Le cavalier s’arrêta sur la berge, et retroussa sa capuche, c’était une femme, très belle, aux longs cheveux roux encerclés d'un diadème d'argent. Viviane! La Dame du Lac ? Impossible! Pourquoi revenir avec Excalibur à son  côté après toutes ses vilenies contre Merlin? Et pourtant le lac s’entrouvrit et la "cavalière" y entra comme on entre dans un palais. 

Alors le ciel s’éclaircit et d'autres oisillons se mirent en chœur à réclamer leur nourriture! Non loin de là, apparition Oh combien  étonnante aussi, une licorne, impassible regardait dans la direction du lac. Un chant à demi elfique inonda le paysage: "Oh Ninniath namarië, Oh Ninniath namarië!"

Un arc-en-ciel s’éleva...Ses couleurs montaient progressivement.
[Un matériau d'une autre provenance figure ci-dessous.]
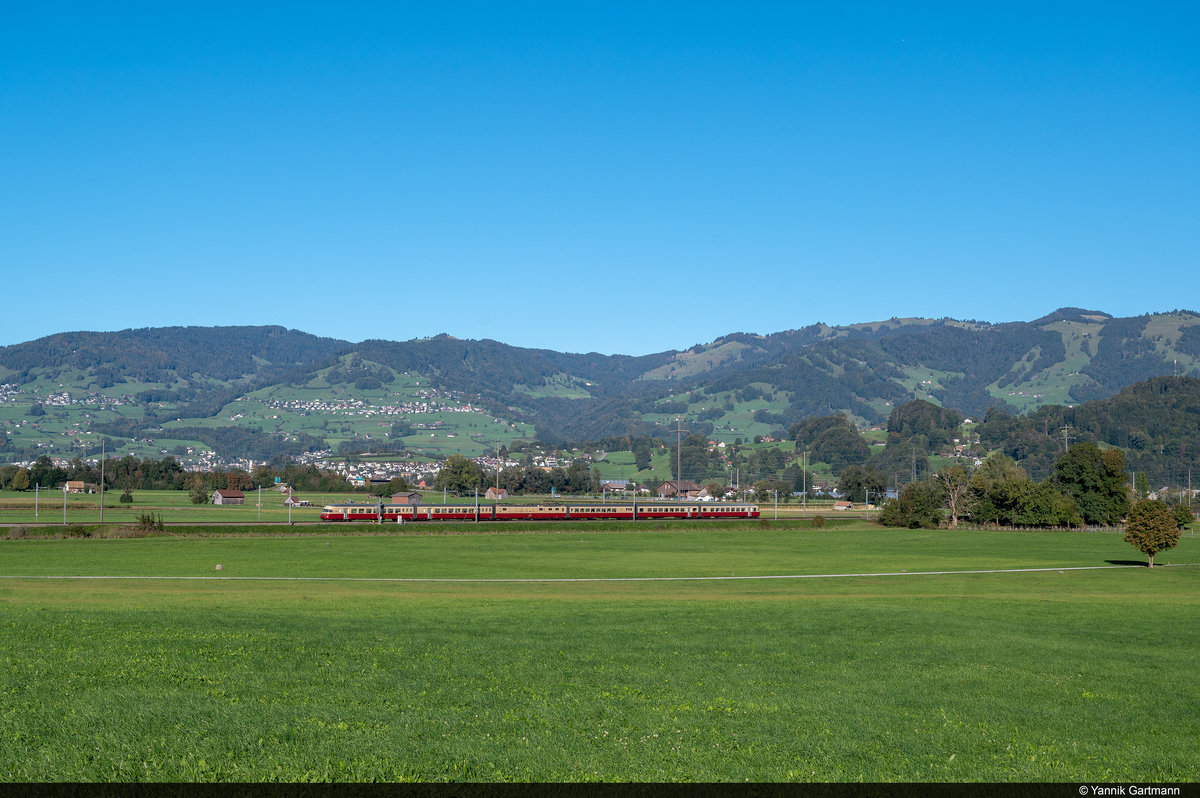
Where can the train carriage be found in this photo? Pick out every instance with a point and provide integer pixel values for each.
(630, 511)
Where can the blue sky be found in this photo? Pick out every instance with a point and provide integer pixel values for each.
(610, 177)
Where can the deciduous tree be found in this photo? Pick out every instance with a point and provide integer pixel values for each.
(1151, 528)
(955, 491)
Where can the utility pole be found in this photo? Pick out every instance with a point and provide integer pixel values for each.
(102, 480)
(678, 451)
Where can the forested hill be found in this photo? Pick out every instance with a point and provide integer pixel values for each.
(739, 385)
Les leprechauns, qui n'en avaient pas vu depuis des siècles sortirent de leurs tanières pour y rentrer aussitôt. Ce n'est pas demain qu'ils laisseraient leurs chaudrons d'or au pied d'un tel arc-en-ciel. Les sept couleurs essayaient de se disputer la primeur de l'“éclat”. Leur combat fit que, petit à petit, elles se mirent à dégouliner sur la trame du pont céleste. En quelques minutes, elles se mêlèrent entre elles et l'arc devient une arche sombre. La porte accueillante du lac se fit noire et piquetée d'aiguilles. La licorne immaculée, à la vue de cette transformation démoniaque, fit volte-face et s'enfuit au triple galop si ce n'est au quadruple. Les grenouilles hurlèrent à la mort, regrettant leurs vies de princes.
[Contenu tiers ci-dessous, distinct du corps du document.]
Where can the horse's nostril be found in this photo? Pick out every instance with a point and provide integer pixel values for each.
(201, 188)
La dame du lac perdit immédiatement de sa superbe. Elle qui avait cru que, malgré ses années d'abandon, elle pourrait revenir sans craintes sur son domaine, sentit sur elle une onde de peur glacée. Il y avait au-delà de sa connaissance, sur son territoire perdu, une force qui dépassait son imagination. De nombreuses pensées commencèrent à fuser dans son esprit. Qui cela pouvait-il bien être? Merlin ? Il errait depuis longtemps dans sa prison de cristal. Petit à petit une pensée s'insinua dans son esprit.
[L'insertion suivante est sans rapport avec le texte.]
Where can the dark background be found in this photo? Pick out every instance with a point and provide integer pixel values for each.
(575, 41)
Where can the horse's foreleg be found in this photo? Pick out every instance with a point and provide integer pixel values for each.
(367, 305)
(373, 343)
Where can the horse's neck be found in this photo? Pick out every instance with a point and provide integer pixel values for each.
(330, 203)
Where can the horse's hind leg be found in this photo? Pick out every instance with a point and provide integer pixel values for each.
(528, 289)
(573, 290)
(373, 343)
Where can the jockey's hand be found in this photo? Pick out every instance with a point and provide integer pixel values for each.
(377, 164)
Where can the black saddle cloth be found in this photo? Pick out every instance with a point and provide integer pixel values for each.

Il y avait longtemps, après l'emprisonnement de Merlin, elle était tombée malade. Les sept sœurs d'Avalon s'étaient occupées d'elle. Elle n'avait jamais su ce qui lui était arrivé, les sœurs étaient restées muettes à ce sujet. Et si....

Elle se souvenait : la fièvre, les potions et sa peau qui flétrissait à vue d’œil! Puis ces visions d'horreur qui hantaient ses rêves, peuplés de gobelins et de leprechauns! Elle était redevenue elle-même depuis, mais s'était toujours questionnée sur la cause de cette maladie! Morgane? Arthur? Non, Morgane peut-être, mais Arthur n'avait pas ces pouvoirs là. Arthur et Morgane unis pour sa perte? A cause de Lancelot qu'elle avait élevé et qui l'avait abandonnée, elle sa mère adoptive, pour aller "aimer" la reine Guenièvre…

Elle le revoyait et se dit qu'elle n'aurait pas dû agir ainsi peut-être avec Merlin. Les sœurs savaient sûrement quelque chose qu'elle, Viviane, ignorait. Tout était redevenu morne et triste. Elle usa d'un sort presque oublié mais il ne fonctionnait plus!

Ses pouvoirs, ses pouvoirs partis?     
Cette fois c'était sur, il y avait ou y avait eu conspiration !     
   
Pleins pouvoirs avaient été donnés, mais à qui? 
                           
Elle leva le yeux et vit le ciel de Brocéliande comme elle ne l'avait jamais vu: plombé et noir avec d'énormes nuages s’amoncelant juste au-dessus de sa tête! Merlin lui en voulait à mort et ne la pardonnerait pas. Il ne l'aimait  plus, c'était certain. Elle s'assit sur une grosse pierre grise et pleura. Ses larmes coulaient le long de ses joues et venaient mouiller sa robe, elle oubliait son honneur et se laissait couler à terre, s'abandonnait à cette terre qui avait été son berceau. Et la terre ne lui répondait même plus!   

Au loin, la licorne demeurait immobile comme si elle attendait quelque événement spectaculaire.

Ses yeux rencontrèrent ceux de l’animal mythique....Viviane cessa de pleurer!